Third, to be effective, America has to say what it wants from Beijing that is remotely feasible—incidentally, we should want a lot. Trump’s de-facto regime change stance toward Beijing is something no government on earth would accept as a backdrop for negotiation. Instead, Biden should advance an achievable general objective and then be steadfast in its pursuit. The posture of a hopefully new administration should be: “We are more than willing to make room for China in the international system, but we demand reciprocity, fair relations in bilateral dealings in the context of observing global norms.” That is what we should relentlessly pursue. Instead, beyond demanding more U.S. exports to China, Trump has articulated no consistent and achievable purpose in bilateral relations and, indeed, has cut off all the meaningful dialogues that existed under both the Obama-Biden and George W. Bush administrations. Moreover, to be credible to Beijing we have to reclaim our friends and allies, not drive them away. 

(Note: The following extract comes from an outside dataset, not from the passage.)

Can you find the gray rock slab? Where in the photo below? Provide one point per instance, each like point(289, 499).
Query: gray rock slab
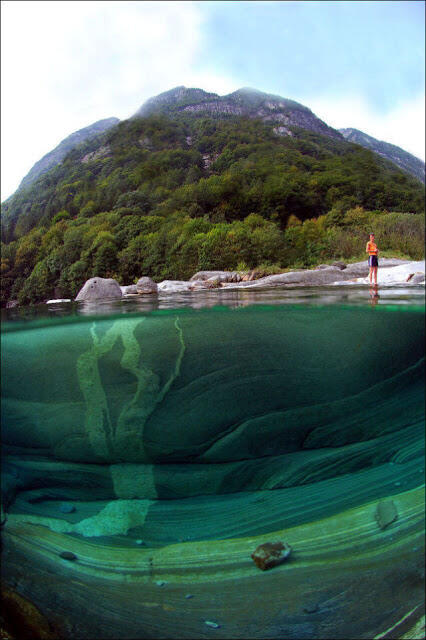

Above all, a new administration should use the “strategic window of opportunity” that the above steps would provide to increase America’s comprehensive national power, by which I do not principally mean military hardware. The areas needing attention that are fundamental to the nation’s future well-being and influence are obvious: nurturing a healthy and well-educated citizenry; reducing inequalities and creating a sense of social justice; renewing and modernizing infrastructure; and, vastly expanding research and development programs. Public-private partnerships like Space-X and NASA are just one facet of what we can do to seize this generation’s “Sputnik Moment.” These are elements of a policy that are consistent with national interests, practicality, and decency. They are consistent with the stance that Biden articulated in Philadelphia on June 2. 

In short, Biden needs a China policy that won’t be at cross purposes with his domestic aims, serves our strategic requirements, wins friends, and does not trap him in a dead-end of Trump’s devising. 

David M.Lampton is Oksenberg-Rohlen Fellow at the Freeman Spogli Institute's Asia-Pacific Research Center at Stanford University, and Professor Emeritus at Johns Hopkins-SAIS.